Correspondence: Dr den Hollander, Departments of Human Genetics and Ophthalmology, Radboud University Nijmegen Medical Centre, PO Box 9101, 6500 HB, Nijmegen, the Netherlands (firstname.lastname@example.org).
Author Contributions: Drs M. Azam, Collin, and den Hollander had full access to all of the data in the study and take responsibility for the integrity of the data and the accuracy of the data analysis.

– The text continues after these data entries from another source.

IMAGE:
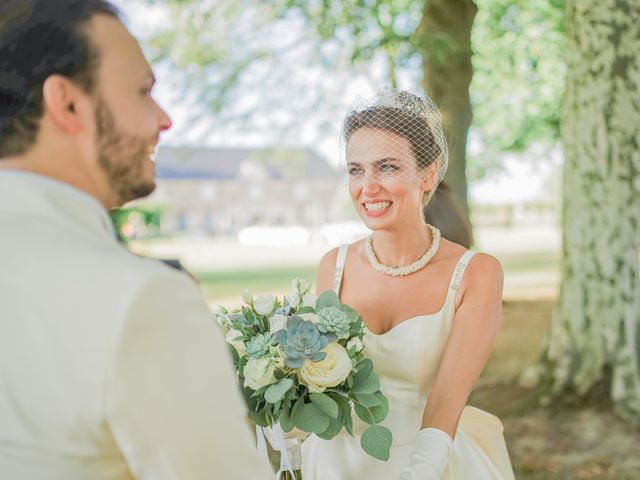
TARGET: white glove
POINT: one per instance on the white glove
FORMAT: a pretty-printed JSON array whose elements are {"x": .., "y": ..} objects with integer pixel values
[{"x": 429, "y": 456}]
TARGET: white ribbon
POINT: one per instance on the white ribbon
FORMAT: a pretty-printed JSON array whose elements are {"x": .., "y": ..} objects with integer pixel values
[{"x": 289, "y": 448}]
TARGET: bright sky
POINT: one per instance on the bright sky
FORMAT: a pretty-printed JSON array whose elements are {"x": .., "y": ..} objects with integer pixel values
[{"x": 521, "y": 179}]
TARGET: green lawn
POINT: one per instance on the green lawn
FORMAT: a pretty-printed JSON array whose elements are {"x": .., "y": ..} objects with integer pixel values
[{"x": 221, "y": 285}]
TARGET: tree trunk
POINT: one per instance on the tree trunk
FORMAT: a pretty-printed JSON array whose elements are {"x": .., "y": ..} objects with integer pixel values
[
  {"x": 444, "y": 37},
  {"x": 595, "y": 331}
]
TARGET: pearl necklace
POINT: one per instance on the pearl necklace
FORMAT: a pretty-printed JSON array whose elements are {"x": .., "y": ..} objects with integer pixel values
[{"x": 407, "y": 269}]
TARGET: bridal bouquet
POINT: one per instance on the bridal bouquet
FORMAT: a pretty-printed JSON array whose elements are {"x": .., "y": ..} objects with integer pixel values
[{"x": 302, "y": 371}]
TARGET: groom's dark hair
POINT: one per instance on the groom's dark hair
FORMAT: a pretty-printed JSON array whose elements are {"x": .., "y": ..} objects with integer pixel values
[{"x": 40, "y": 38}]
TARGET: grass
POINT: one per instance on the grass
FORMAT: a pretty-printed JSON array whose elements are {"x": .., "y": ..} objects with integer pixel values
[{"x": 222, "y": 286}]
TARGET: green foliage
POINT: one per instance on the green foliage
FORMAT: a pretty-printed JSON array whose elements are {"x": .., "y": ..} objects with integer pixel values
[
  {"x": 277, "y": 391},
  {"x": 326, "y": 404},
  {"x": 519, "y": 72},
  {"x": 376, "y": 441},
  {"x": 223, "y": 48},
  {"x": 309, "y": 418}
]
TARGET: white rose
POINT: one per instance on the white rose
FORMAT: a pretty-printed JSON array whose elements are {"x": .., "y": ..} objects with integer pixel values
[
  {"x": 330, "y": 372},
  {"x": 309, "y": 317},
  {"x": 293, "y": 299},
  {"x": 277, "y": 322},
  {"x": 235, "y": 338},
  {"x": 263, "y": 304},
  {"x": 309, "y": 300},
  {"x": 247, "y": 297},
  {"x": 258, "y": 373},
  {"x": 221, "y": 316},
  {"x": 300, "y": 285},
  {"x": 355, "y": 342}
]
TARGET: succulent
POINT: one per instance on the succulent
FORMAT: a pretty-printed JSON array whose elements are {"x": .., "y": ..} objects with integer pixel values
[
  {"x": 333, "y": 320},
  {"x": 259, "y": 345},
  {"x": 301, "y": 340}
]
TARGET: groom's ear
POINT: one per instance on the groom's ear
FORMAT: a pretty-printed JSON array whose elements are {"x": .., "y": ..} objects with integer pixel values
[{"x": 65, "y": 104}]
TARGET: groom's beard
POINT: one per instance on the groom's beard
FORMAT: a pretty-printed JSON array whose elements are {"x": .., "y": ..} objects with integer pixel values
[{"x": 122, "y": 157}]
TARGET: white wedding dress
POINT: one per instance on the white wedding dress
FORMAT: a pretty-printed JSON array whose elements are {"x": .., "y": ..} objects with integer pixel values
[{"x": 406, "y": 359}]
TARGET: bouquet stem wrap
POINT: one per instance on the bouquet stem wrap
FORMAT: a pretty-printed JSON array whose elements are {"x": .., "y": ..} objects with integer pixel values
[{"x": 289, "y": 446}]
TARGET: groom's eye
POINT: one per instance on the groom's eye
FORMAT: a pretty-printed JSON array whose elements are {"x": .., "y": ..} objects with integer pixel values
[{"x": 387, "y": 167}]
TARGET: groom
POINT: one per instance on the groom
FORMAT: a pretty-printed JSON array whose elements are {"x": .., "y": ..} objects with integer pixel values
[{"x": 110, "y": 365}]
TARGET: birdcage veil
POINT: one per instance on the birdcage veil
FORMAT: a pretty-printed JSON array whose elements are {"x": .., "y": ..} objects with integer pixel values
[{"x": 395, "y": 135}]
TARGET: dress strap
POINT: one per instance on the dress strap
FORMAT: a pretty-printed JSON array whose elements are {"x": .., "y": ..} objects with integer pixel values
[
  {"x": 340, "y": 260},
  {"x": 461, "y": 266}
]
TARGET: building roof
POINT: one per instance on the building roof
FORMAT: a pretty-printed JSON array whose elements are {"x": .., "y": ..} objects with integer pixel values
[{"x": 187, "y": 163}]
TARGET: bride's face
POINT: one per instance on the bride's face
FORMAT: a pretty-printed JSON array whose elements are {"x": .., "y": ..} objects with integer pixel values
[{"x": 384, "y": 183}]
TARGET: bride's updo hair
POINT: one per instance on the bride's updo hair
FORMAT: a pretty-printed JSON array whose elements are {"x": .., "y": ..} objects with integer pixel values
[
  {"x": 415, "y": 129},
  {"x": 408, "y": 116}
]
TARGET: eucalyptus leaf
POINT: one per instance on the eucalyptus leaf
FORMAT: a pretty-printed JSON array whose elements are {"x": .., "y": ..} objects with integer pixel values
[
  {"x": 375, "y": 414},
  {"x": 277, "y": 391},
  {"x": 309, "y": 418},
  {"x": 335, "y": 425},
  {"x": 258, "y": 418},
  {"x": 376, "y": 441},
  {"x": 325, "y": 403},
  {"x": 369, "y": 385},
  {"x": 285, "y": 418},
  {"x": 368, "y": 399}
]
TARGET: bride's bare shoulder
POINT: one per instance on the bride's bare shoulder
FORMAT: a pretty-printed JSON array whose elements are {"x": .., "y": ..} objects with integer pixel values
[{"x": 327, "y": 266}]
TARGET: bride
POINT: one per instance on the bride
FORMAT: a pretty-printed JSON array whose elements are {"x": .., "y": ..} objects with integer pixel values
[{"x": 431, "y": 307}]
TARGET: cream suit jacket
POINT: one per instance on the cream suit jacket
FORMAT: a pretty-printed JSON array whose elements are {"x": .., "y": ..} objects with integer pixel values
[{"x": 111, "y": 366}]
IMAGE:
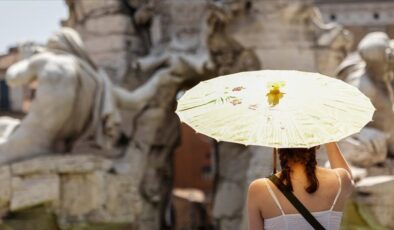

Financial Disclosure: None reported.
Funding/Support: This work was supported by grant 530 from the Higher Education Commission of Pakistan (Dr Qamar), in part by a core grant from Shifa College of Medicine, and by grant BR-GE-0507-0381-RAD from the Foundation Fighting Blindness (Dr den Hollander). The Higher Education Commission of Pakistan awarded an International Research Support Initiative Program Scholarship to Dr M. Azam to perform part of the research at the Radboud University Nijmegen Medical Centre. Mr Khan was supported by the Stichting Nederlands Oogheelkundig Onderzoek, Dr Arimadyo was supported by the Stichting Nelly Reef Fund, and Dr Cremers was supported by the Stichting ter Verbetering van het Lot der Blinden.
Additional Contributions: We thank the families who participated in this study.